We're too keen to get the app, get the Wi-Fi that we're not going to read the legalistic screed. We just hope it will never be relevant to us.
UK Wi-Fi provider Purple decided to experiment with people's wholesale acceptance of terms and conditions. It inserted a community service clause into all the legal mumbo and jumbo attached to its hotspot terms.
It read: "The user may be be required, at Purple's discretion, to carry out 1,000 hours of community service."
What sort of community service? Well, some of the possibilities were: cleansing local parks of animal waste, providing hugs to stray cats and dogs and manually relieving sewer blockages. Yes, manually.
Then there was: cleaning portable lavatories at local festivals and events, painting snail shells to brighten up their existence and scraping chewing gum off the streets.
Actually, the snail-painting sound entertaining. I don't know about 1,000 hours of it, though.
Still, Purple says that 22,000 people happily agreed to its terms and conditions and left themselves open to send their hands where those hands would prefer not to go.
"Our experiment shows it's all too easy to tick a box and consent to something unfair," Gavin Wheedon, Purple's CEO, said in a press release on Thursday.

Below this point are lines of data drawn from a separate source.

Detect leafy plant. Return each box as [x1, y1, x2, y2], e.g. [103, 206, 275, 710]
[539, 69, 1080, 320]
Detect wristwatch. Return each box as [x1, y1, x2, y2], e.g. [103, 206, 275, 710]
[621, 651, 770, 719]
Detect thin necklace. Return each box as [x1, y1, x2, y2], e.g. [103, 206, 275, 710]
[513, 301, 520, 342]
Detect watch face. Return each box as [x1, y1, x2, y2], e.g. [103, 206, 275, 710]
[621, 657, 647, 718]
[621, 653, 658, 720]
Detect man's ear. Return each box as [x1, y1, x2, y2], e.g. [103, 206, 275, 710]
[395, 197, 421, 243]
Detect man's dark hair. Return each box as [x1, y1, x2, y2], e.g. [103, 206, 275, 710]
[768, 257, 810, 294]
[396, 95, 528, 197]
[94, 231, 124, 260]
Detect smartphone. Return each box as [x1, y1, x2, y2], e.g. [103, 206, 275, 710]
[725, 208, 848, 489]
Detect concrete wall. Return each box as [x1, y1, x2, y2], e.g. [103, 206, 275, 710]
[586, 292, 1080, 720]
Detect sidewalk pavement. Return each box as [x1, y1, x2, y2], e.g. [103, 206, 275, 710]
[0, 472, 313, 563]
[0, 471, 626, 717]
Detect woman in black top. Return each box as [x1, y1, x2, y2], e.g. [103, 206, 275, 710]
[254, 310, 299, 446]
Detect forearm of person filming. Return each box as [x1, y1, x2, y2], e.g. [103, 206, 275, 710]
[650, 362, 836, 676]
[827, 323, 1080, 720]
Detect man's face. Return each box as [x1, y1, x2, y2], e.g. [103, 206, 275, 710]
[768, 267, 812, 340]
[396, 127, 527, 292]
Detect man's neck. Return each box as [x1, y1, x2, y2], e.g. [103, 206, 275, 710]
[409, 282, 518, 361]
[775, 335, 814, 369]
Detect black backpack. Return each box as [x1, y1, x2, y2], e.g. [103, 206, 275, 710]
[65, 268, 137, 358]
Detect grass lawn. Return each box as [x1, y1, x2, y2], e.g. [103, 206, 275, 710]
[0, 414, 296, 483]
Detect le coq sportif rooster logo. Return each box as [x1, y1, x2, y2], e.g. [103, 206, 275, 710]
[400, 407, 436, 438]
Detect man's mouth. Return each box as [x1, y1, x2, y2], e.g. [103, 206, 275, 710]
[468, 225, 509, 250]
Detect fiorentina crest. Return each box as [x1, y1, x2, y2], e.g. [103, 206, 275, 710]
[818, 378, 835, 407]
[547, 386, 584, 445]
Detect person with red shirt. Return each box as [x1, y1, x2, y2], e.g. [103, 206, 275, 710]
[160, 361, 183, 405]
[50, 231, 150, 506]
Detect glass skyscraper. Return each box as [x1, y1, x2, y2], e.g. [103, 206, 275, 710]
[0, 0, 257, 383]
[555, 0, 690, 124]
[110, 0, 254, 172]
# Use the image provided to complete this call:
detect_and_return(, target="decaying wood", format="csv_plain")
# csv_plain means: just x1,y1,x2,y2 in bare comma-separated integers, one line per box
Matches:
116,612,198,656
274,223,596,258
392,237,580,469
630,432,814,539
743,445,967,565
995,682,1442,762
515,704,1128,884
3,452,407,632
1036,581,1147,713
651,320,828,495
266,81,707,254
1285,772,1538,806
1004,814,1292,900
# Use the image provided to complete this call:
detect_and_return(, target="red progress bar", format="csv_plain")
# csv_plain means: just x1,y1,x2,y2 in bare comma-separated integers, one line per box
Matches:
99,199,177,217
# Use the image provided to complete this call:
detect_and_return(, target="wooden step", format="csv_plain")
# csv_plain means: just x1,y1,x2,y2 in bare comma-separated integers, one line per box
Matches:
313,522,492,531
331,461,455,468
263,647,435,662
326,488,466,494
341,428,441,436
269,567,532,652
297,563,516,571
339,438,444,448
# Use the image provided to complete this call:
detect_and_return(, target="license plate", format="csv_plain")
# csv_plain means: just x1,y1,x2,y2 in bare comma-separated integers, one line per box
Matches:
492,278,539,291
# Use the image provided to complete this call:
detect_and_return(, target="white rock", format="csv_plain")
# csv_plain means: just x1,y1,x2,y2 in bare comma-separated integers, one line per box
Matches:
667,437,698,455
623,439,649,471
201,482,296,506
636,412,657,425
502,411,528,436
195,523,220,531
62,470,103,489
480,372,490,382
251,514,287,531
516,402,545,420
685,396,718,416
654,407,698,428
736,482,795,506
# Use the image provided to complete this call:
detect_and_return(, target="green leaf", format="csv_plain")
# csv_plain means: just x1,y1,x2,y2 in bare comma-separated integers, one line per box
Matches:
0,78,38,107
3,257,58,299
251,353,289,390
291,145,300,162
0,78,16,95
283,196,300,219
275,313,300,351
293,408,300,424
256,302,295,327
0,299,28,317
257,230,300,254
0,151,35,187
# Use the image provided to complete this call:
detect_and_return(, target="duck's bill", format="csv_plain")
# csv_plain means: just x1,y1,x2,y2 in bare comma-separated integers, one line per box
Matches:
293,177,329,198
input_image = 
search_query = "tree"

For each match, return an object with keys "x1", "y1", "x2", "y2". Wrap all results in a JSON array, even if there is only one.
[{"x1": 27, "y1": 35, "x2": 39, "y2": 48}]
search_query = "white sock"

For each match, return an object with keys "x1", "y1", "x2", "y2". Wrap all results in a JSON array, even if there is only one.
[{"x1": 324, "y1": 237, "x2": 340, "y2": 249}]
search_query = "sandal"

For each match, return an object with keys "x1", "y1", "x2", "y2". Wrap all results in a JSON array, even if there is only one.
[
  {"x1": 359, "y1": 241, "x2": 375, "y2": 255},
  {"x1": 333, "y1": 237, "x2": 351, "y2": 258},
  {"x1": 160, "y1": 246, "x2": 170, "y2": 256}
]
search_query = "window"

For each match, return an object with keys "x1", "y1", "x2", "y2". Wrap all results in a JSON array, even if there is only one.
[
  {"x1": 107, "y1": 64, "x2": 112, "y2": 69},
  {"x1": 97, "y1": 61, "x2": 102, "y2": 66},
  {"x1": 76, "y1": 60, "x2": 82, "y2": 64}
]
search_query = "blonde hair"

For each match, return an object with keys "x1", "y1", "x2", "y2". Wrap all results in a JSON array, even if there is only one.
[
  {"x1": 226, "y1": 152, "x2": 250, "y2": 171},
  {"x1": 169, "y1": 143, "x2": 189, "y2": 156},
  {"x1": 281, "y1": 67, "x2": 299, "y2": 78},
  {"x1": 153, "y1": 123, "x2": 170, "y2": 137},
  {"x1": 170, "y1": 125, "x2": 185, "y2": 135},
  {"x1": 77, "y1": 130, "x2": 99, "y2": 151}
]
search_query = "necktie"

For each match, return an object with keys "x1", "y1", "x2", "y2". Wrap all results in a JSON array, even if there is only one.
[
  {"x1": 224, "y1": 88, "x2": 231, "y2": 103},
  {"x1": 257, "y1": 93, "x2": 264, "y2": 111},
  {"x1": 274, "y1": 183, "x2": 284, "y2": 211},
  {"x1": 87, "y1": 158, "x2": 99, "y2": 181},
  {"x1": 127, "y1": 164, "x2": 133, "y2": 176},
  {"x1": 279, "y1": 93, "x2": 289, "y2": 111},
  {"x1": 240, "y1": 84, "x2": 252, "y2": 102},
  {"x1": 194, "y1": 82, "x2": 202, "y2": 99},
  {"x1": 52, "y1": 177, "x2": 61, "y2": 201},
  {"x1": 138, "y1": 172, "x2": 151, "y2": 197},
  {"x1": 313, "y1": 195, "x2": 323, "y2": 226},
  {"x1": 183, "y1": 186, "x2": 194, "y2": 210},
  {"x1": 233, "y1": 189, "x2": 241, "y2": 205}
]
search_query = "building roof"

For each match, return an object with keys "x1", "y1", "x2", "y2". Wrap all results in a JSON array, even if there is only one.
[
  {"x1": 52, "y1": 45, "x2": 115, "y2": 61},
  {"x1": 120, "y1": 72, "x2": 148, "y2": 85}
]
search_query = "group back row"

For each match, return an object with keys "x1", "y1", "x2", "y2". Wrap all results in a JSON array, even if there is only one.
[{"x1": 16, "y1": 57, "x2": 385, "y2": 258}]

There is, of course, one important question here. How many people did notice the onerous community service clause and objected to Purple? Or, at least, refused to sign up for its service.
"Just one person noticed," a Purple spokesman told me. I'd very much like to meet that person.
The purpose of this experiment was Purple crowing that it's already compliant with the EU's General Data Protection Regulation, which comes into force next year.
Purple says that the new regulation's insistence on "unambiguous consent" before personal information can be used for marketing purposes should be immediately implemented.
Oh, but will we even bother to wade through the details? I fancy that we'll waive our rights, just so that we can download a fascinating new toenail-comparison app more quickly.